[mod.protocols.tcp-ip] Arpanet outage

malis@CCS.BBN.COM (Andrew Malis) (12/15/86)

Charles,

What happened is as follows:

At 1:11 AM EST on Friday, AT&T suffered a fiber optics cable
break between Newark NJ and White Plains NY.  They happen to have
routed seven ARPANET trunks through that one fiber optics cable.
When the cable was cut, all seven trunks were lost, and the PSNs
in the northeast were cut off from the rest of the network.
Service was restored by AT&T at 12:12.

The MILNET also suffered some trunk outages, but has more
reduncancy, so it was not partitioned.

Regards,
Andy Malis

LYNCH@A.ISI.EDU.UUCP (12/16/86)

Andy,  How on earth does it come to happen that 7 "trunks" are
"routed" through one fiber optics cable?  My idea of a cable 
encompasses both some dedicated bandwidth and some physical
isolation.  How can a network planner ever be sure of "redundancy"
if the providers of moving bits do these kinds of things to their
customers?

Dan
-------

haverty@CCV.BBN.COM.UUCP (12/16/86)

Dan,

It's misleading to think that you are ordering a "trunk" from a
communications supplier.  What you are buying is a plug at one
site through which you can pass bits, which appear by some magic
at the plug you have bought at the other site.  Assuming that
there is a physical wire between the two with any particular
characteristics other than what is specified in the service
offering (e.g., BER, speed, conditioning) is a dangerous
practice.

The nice network maps we all draw are topological, not physical.
We've often deduced physical characteristics from observed
behavior, and seen this kind of thing in many networks.  I
remember one in particular that had a microwave "sweeper" on a
tower, which swept a beam in a circle to hit N other microwave
stations around the horizon; the observed effect of this was a
propagation delay of about 100 msec., which is far too short for
any normal satellite trunk, and far too long for any normal
terrestrial circuit.  I also remember a backhoe in a farmer's
field in Illinois which dug up N of our carefully redundantized
trunks with a single flip of the scoop.

I think in most cases even if you figure out something about the
physical implementation, there is no guarantee that it will be
the same next week.   Vendors do offer some options that you can
specify, usually at extra cost, like a guaranteed terrestrial
routing to control delay; I think you can also specify separate
physical routes for different circuits in some cases.

Jack

pogran@CCQ.BBN.COM (Ken Pogran) (12/16/86)

Dan,

Your question to Andy, "How on earth does it come to happen that
7 'trunks' are 'routed' through one fiber optics cable" is more
properly addressed to the common carriers whose circuits the
ARPANET uses, rather than to the packet switching folks.
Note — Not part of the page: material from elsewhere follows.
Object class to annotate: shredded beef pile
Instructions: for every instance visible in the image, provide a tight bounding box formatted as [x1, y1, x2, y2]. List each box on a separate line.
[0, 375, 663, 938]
Here we are in the world of circuits leased from common carriers,
where economies of scale (for the carriers!) imply very high
degrees of multiplexing.  As the customer of a common carrier,
you specify the end points that you'd like for the circuit, and
the carrier routes it as he sees fit.  This is a personal
opinion, and not a BBNCC official position, but I think it's safe
to say that without spending a lot of extra money, and citing
critical national defense needs, it's going to be hard to get a
carrier to promise -- and achieve!  -- diverse physical routings
for a given set of leased circuits.  I would also venture the
opinion that there are lots of places in the U. S. where there's
only one physical transmission system coming into the area that
can provide the 56 Kb/s Digital Data Service that the ARPANET (and
MILNET, and ...) uses.

An implication of this is that almost any wide-area network
(doesn't matter whose, or what the technology is) is going to be
somewhat more vulnerable to having nodes isolated than its
logical map would suggest.

In fairness to the common carriers (are there any in the
audience?), the higher the degree of multiplexing, the more
well-protected the carrier's facilities are, and the more
attention is paid to issues of automatic backup (carriers call
this "protection") and longer-term rerouting of circuits when
there's an outage (carriers call this "restoration").  So an
outage of the type that's been discussed ought to be a very
low-prob event.  Kind of like wide-spread power failures ...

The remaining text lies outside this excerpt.